Moving from user role based approach to problem statement based approach for Product development
As a Product Manager, one should be always in a state of clarity, collaborative and communication mode to get things done. In this story, we will discuss about user focused story and problem focused story and how one of those can add efficient value addition in the product.
Thanks to Scrum framework , the user story is a well known term that people across the globe uses it during product development. You can dig down with quality user story for product development. This approach focuses on the user role based mindset where stories are defined to achieve the user’s needs (or user’s wishes). From my experience while leading the teams for product development, ‘The User’ is a big term in general while defining a single user story.
The User story
As the standard format of user story suggests:
As a [Role] I should be able to do [Action], so that I can achieve the [Purpose].
Here this is a solution centric statement that a specific role of the user, wants to perform certain action so that user can achieve the purpose from the product.
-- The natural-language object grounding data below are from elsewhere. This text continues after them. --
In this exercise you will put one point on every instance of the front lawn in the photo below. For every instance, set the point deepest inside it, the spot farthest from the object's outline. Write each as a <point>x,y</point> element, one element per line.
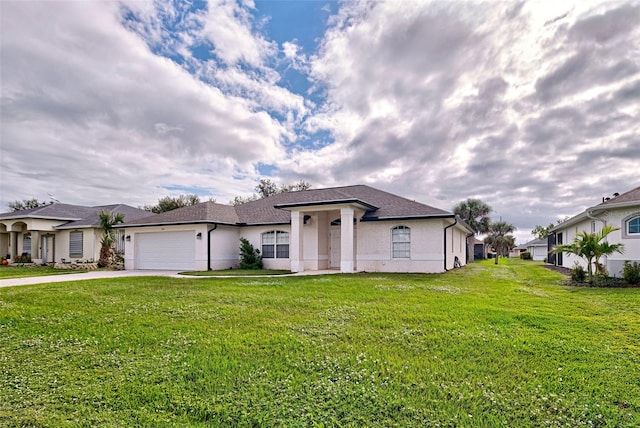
<point>486,345</point>
<point>17,271</point>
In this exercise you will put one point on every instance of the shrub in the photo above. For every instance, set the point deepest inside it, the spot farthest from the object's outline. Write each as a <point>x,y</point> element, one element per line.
<point>578,274</point>
<point>631,272</point>
<point>250,257</point>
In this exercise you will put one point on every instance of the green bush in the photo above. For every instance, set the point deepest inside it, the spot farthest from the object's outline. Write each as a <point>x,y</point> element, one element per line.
<point>578,274</point>
<point>525,255</point>
<point>631,272</point>
<point>250,257</point>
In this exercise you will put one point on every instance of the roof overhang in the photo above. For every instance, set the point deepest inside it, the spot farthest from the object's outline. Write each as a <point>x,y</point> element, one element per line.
<point>322,205</point>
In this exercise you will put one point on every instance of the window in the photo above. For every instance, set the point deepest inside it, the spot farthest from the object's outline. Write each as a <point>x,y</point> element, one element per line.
<point>26,244</point>
<point>401,242</point>
<point>75,244</point>
<point>275,244</point>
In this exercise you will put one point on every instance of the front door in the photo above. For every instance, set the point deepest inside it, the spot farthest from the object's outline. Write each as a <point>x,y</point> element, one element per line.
<point>334,248</point>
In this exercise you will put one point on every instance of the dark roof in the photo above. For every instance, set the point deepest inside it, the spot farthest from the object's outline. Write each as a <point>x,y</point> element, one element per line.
<point>379,205</point>
<point>76,216</point>
<point>205,212</point>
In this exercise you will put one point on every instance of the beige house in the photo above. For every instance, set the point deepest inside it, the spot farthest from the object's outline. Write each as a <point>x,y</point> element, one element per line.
<point>57,232</point>
<point>621,211</point>
<point>351,228</point>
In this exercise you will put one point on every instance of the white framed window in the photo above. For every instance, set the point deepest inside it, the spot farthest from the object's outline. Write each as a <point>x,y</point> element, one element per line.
<point>75,244</point>
<point>275,244</point>
<point>401,242</point>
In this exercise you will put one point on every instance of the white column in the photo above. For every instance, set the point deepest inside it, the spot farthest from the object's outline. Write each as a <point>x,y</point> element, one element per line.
<point>346,240</point>
<point>295,242</point>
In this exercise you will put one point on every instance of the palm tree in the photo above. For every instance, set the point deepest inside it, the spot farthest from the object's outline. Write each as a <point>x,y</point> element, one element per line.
<point>475,213</point>
<point>590,247</point>
<point>499,237</point>
<point>107,221</point>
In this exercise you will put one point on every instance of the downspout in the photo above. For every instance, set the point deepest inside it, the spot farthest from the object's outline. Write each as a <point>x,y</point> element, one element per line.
<point>215,226</point>
<point>455,221</point>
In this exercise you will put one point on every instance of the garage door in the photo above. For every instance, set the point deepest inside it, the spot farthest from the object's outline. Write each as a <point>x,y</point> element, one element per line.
<point>166,250</point>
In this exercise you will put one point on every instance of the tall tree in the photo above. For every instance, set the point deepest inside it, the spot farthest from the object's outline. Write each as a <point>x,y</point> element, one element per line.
<point>591,247</point>
<point>107,221</point>
<point>475,213</point>
<point>499,238</point>
<point>267,188</point>
<point>26,204</point>
<point>169,203</point>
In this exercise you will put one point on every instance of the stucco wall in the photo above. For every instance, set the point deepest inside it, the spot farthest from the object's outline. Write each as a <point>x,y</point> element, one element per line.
<point>617,218</point>
<point>375,251</point>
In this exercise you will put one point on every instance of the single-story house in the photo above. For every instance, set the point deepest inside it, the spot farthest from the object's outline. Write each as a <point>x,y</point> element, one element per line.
<point>621,211</point>
<point>58,232</point>
<point>351,228</point>
<point>537,248</point>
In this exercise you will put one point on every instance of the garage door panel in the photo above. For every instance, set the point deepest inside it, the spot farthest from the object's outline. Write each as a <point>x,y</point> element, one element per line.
<point>166,250</point>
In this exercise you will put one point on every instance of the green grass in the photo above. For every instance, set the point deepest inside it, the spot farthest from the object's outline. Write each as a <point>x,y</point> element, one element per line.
<point>237,272</point>
<point>13,271</point>
<point>486,345</point>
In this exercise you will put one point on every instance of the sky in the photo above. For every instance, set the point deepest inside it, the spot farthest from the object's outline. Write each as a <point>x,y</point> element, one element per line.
<point>531,106</point>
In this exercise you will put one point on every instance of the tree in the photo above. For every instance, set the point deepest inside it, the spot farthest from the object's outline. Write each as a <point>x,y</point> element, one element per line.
<point>500,239</point>
<point>250,257</point>
<point>475,213</point>
<point>591,247</point>
<point>169,203</point>
<point>26,204</point>
<point>107,221</point>
<point>267,188</point>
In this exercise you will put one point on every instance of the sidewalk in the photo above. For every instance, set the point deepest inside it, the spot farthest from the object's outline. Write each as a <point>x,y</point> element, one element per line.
<point>106,274</point>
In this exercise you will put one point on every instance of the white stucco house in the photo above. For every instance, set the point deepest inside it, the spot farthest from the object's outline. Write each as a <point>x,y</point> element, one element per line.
<point>537,248</point>
<point>351,228</point>
<point>58,232</point>
<point>621,211</point>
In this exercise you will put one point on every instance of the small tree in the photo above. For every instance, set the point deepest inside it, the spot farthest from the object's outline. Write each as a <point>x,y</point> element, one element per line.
<point>590,246</point>
<point>107,221</point>
<point>499,238</point>
<point>250,257</point>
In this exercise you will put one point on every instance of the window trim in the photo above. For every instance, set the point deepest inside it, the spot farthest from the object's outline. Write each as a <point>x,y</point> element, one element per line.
<point>76,233</point>
<point>280,247</point>
<point>405,251</point>
<point>625,226</point>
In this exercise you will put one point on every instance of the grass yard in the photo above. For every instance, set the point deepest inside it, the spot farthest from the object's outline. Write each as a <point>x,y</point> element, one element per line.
<point>16,271</point>
<point>486,345</point>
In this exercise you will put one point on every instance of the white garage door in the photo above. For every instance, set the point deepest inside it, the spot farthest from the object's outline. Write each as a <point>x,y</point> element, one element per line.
<point>166,250</point>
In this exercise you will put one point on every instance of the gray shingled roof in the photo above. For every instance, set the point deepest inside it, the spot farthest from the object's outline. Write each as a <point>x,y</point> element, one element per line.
<point>382,205</point>
<point>76,215</point>
<point>205,212</point>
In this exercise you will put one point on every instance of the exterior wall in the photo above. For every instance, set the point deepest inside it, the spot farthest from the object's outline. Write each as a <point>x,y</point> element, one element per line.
<point>538,252</point>
<point>617,218</point>
<point>375,250</point>
<point>225,247</point>
<point>253,235</point>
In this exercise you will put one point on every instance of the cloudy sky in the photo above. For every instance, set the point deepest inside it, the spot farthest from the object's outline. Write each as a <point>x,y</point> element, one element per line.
<point>533,106</point>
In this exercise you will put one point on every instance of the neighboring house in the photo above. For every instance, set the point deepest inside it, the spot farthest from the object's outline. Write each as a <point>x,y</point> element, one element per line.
<point>352,228</point>
<point>537,248</point>
<point>621,211</point>
<point>55,232</point>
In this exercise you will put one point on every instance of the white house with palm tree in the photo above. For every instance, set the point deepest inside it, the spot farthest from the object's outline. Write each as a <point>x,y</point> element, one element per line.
<point>622,212</point>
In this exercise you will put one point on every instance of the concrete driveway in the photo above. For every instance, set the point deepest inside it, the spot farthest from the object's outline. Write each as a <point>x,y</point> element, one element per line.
<point>87,275</point>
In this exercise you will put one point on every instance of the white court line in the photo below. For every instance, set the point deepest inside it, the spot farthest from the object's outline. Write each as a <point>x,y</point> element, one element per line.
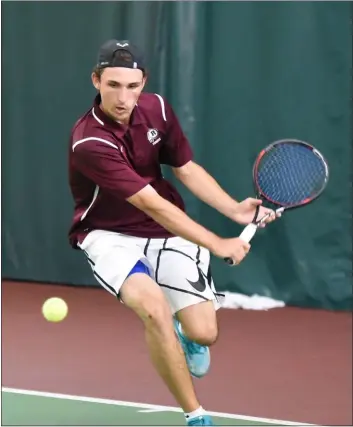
<point>147,406</point>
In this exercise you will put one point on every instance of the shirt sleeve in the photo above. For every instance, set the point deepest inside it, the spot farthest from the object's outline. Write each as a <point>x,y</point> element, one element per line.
<point>176,150</point>
<point>105,165</point>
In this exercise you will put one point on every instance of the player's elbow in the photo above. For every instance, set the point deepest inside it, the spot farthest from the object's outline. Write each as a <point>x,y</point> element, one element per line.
<point>184,172</point>
<point>145,199</point>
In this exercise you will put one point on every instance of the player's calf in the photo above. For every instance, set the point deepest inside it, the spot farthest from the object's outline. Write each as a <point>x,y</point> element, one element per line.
<point>143,295</point>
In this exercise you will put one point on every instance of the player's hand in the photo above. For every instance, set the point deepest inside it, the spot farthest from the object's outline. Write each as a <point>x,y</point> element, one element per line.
<point>246,211</point>
<point>234,248</point>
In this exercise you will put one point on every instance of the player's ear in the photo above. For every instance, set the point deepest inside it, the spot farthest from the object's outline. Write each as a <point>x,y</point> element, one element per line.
<point>96,80</point>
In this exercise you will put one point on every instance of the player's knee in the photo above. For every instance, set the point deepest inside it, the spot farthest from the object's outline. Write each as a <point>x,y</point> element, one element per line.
<point>206,334</point>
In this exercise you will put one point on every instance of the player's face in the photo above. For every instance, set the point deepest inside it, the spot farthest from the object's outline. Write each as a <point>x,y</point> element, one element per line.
<point>120,89</point>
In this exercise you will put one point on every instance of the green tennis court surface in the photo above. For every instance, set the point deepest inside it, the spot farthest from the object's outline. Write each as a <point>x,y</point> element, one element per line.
<point>23,407</point>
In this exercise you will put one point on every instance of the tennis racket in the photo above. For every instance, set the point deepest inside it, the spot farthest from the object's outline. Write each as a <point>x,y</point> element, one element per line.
<point>287,174</point>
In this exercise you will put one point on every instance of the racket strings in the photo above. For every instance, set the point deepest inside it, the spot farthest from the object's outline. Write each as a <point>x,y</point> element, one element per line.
<point>289,174</point>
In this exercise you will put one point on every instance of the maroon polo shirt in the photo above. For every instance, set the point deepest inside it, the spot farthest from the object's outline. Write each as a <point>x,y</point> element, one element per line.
<point>109,162</point>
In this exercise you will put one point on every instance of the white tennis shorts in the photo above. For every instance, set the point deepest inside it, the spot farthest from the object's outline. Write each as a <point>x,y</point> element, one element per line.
<point>181,268</point>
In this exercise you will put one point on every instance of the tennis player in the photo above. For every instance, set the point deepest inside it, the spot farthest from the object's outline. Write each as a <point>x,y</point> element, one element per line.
<point>131,222</point>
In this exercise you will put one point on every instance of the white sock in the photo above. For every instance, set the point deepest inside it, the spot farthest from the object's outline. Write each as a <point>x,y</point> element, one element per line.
<point>197,413</point>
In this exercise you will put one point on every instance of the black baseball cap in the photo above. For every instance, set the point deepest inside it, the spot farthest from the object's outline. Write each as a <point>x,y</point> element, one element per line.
<point>120,53</point>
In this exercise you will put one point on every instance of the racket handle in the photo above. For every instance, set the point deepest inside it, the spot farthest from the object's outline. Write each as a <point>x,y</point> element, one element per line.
<point>247,234</point>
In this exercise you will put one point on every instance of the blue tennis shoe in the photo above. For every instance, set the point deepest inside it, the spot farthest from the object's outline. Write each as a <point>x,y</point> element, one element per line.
<point>198,357</point>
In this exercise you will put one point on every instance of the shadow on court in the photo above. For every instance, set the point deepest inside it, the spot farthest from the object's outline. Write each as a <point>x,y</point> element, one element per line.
<point>290,364</point>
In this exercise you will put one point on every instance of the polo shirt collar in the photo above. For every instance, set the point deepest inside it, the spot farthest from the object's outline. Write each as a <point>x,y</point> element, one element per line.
<point>103,119</point>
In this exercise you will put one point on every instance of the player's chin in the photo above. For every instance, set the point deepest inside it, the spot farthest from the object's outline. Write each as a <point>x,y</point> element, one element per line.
<point>120,114</point>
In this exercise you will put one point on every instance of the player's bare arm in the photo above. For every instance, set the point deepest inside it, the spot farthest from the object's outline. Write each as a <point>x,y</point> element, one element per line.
<point>207,189</point>
<point>180,224</point>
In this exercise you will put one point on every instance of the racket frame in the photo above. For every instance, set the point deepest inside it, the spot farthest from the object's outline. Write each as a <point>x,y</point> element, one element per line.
<point>250,230</point>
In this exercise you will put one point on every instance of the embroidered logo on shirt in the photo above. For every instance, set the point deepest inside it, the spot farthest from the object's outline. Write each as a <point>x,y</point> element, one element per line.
<point>153,136</point>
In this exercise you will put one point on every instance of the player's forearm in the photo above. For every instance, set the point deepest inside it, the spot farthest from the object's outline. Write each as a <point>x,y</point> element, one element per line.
<point>174,219</point>
<point>206,188</point>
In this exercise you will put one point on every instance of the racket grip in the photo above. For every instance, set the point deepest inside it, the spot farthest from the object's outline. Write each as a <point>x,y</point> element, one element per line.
<point>247,234</point>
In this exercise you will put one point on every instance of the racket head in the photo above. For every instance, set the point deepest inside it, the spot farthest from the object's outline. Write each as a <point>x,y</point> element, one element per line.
<point>290,173</point>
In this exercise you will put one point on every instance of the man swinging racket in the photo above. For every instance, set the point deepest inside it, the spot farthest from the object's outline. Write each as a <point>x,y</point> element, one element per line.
<point>131,224</point>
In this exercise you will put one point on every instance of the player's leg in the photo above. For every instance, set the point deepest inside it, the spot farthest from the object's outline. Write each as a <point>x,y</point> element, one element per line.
<point>114,261</point>
<point>140,293</point>
<point>199,322</point>
<point>182,271</point>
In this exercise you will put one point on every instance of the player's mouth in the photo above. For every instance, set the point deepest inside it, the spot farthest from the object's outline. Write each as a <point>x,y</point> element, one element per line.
<point>120,110</point>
Challenges in such situations:
- Everyone in the team thinks that the user wants to do this X to solve the problem and the team members just discuss and act on how we can implement this solution in the sprint.
- It directly says about the solution that they users want from the product. So everyone in the team start focusing on how to implement the said solution.
The Job story
Ultimately we are solving user’s needs in the product not their wishes. While digging further, every need has following three characteristics:
- Situation
- Motivation
- Outcome
Situation tells us that where and when there is a need. Motivation tells us that what inspires the users to perform any action in the product. Outcome is another state of previous situation that user wants to achieve from the product.
Format of a job story:
When I am at ‘X situation’, I want to able to ‘Y motivation’, so I can achieve the ‘Z outcome’.
Some examples:
- When a user is on the registration screen of the app, user wants to do registration either from Google, LinkedIN or Email, so a user can land on the home screen of the app.
- When a user selects any product, user wants to click on checkout, so a user initiate the checkout process to buy the selected product.
Summary
It is way better to solve problems that only exists and to do this the job story approach empowers the respective team members. This is an attitude that tells the fundamental and real required information to solve users real needs.